Gunther Schuller, 35, stepped into the pit at Manhattan's City Center to conduct the premiere of his Modern Jazz: Variants, a score for a George Balanchine ballet. Onstage were the white-tied-and-tailed members of the Modern Jazz Quartet and around them, in predominantly green and purple practice clothes, moved the members of the New York City Ballet company, including Soloists Diana Adams, Melissa Hayden, John Jones, Arthur Mitchell. The dancing for the most part was sinuous and tentative, borrowing some of its movements from the Lindy Hop, but on the whole avoiding the Lindy's frenzied exuberance. Schuller's score was the essence of the "cool"-spare, fragmentary, resembling jazz only in its rhythmic drive. Like some of Schuller's other recent work, it represented an attempt to weld jazz and classical music in what he himself refers to as Third Stream Music. Unfortunately, the stream never seemed to be flowing anywhere.

Samuel Barber, 50, saw his Die Natali: Choral Preludes for Christmas given its first New York performance by the New York Philharmonic. The remarkably successful piece is essentially a patchwork of familiar Christmas carols artfully embedded in unfamiliar harmonies--0 Come, O Come, Emmanuel, We Three Kings of Orient Are, Silent Night, God Rest You Merry, Gentlemen. The mood for the most part is reflective, the tone intensely lyrical, as most of Barber's best music is. The only truly shocking section of the piece is also one of the most effective: the brasses suddenly explode into a jazzy, freewheeling theme that hardened Yuletiders will eventually recognize as Good King Wenceslas.

Easley Blackwood, 27, canceled his classes at the University of Chicago, where he teaches theory and composition, to attend the premiere of his Second Symphony by the Cleveland Orchestra. Allied to no compositional school, Blackwood has impressed critics in the past by his gift for ringing original changes on traditional forms, and by what one critic calls "the courage not to write the last word." The Second Symphony sounded echoes of Shostakovich, Bartok, Hindemith, and even Wagner, but in sum spoke a sardonic, dissonant language all its own. For listeners who like their music mellower, Blackwood had a cautionary word: "I hope they will not misconstrue this symphony as an angry composition.''

Chou Wen-chung, 37, born in Chefoo, China, but now a U.S. citizen, heard the New York Philharmonic in the first New York performance of his "And the Fallen Petals," a Triolet for Orchestra. An attempt to achieve in sound "the emotional qualities of Chinese landscape painting," Petals proved to be a disturbing, atmospheric work full of stabbing percussive effects, shrill, flinty string and brass lines, occasional suggestions of the waveringly hypnotic melodies of the Orient.
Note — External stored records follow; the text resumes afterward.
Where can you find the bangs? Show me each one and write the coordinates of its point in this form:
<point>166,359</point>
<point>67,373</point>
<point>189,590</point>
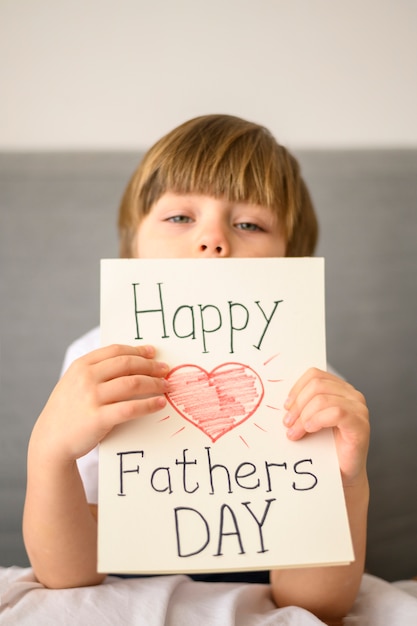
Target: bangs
<point>228,158</point>
<point>237,166</point>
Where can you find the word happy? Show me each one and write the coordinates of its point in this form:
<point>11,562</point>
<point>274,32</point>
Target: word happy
<point>198,322</point>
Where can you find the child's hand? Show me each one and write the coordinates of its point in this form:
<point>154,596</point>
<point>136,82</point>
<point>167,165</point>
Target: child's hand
<point>321,400</point>
<point>98,391</point>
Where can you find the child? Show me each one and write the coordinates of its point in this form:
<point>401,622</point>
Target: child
<point>216,186</point>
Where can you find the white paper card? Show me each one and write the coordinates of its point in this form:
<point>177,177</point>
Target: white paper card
<point>211,482</point>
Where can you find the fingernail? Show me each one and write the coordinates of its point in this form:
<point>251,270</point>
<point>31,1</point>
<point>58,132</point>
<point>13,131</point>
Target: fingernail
<point>290,433</point>
<point>288,419</point>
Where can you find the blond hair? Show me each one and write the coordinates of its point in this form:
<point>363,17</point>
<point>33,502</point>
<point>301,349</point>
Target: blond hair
<point>225,157</point>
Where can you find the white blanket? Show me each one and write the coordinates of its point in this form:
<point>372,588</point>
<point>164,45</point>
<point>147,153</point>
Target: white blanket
<point>179,601</point>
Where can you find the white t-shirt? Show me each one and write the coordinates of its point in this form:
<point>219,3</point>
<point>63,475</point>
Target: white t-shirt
<point>88,464</point>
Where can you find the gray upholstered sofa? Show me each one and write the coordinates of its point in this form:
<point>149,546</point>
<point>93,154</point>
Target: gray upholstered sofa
<point>57,219</point>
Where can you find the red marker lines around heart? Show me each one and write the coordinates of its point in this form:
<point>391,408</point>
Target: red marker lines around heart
<point>216,401</point>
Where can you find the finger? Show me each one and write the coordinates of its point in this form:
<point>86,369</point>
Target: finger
<point>329,412</point>
<point>317,384</point>
<point>131,387</point>
<point>120,412</point>
<point>108,352</point>
<point>129,365</point>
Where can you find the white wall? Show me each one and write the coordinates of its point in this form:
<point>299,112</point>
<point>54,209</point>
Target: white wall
<point>99,74</point>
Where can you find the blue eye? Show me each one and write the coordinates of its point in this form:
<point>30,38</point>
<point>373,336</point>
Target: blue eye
<point>248,226</point>
<point>179,219</point>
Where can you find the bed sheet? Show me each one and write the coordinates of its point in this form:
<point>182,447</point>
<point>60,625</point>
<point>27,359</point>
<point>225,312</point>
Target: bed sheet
<point>178,601</point>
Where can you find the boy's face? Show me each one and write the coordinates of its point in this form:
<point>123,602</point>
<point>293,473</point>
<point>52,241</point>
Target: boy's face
<point>193,226</point>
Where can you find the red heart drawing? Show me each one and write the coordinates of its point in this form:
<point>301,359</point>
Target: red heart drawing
<point>216,401</point>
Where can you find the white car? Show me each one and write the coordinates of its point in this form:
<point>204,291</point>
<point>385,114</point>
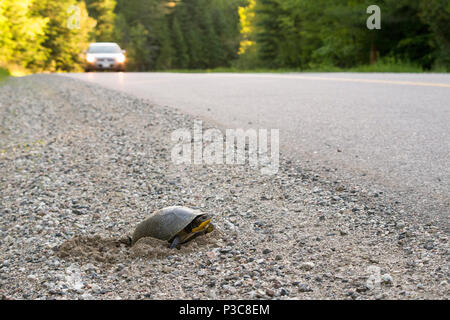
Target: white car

Composer Chou, who spent much of his youth fleeing the invading Japanese, was thinking, he says, of "the second World War, my war, and of all the young lost in violence and terror, who, dying, looked back through a veil of blood at the incomprehensible landscape of their lives." His title he took from a poem by Meng Hao-jan (689-740 A.D.):

All through the night Such noise of wind and rain And the fallen petals Who knows how many!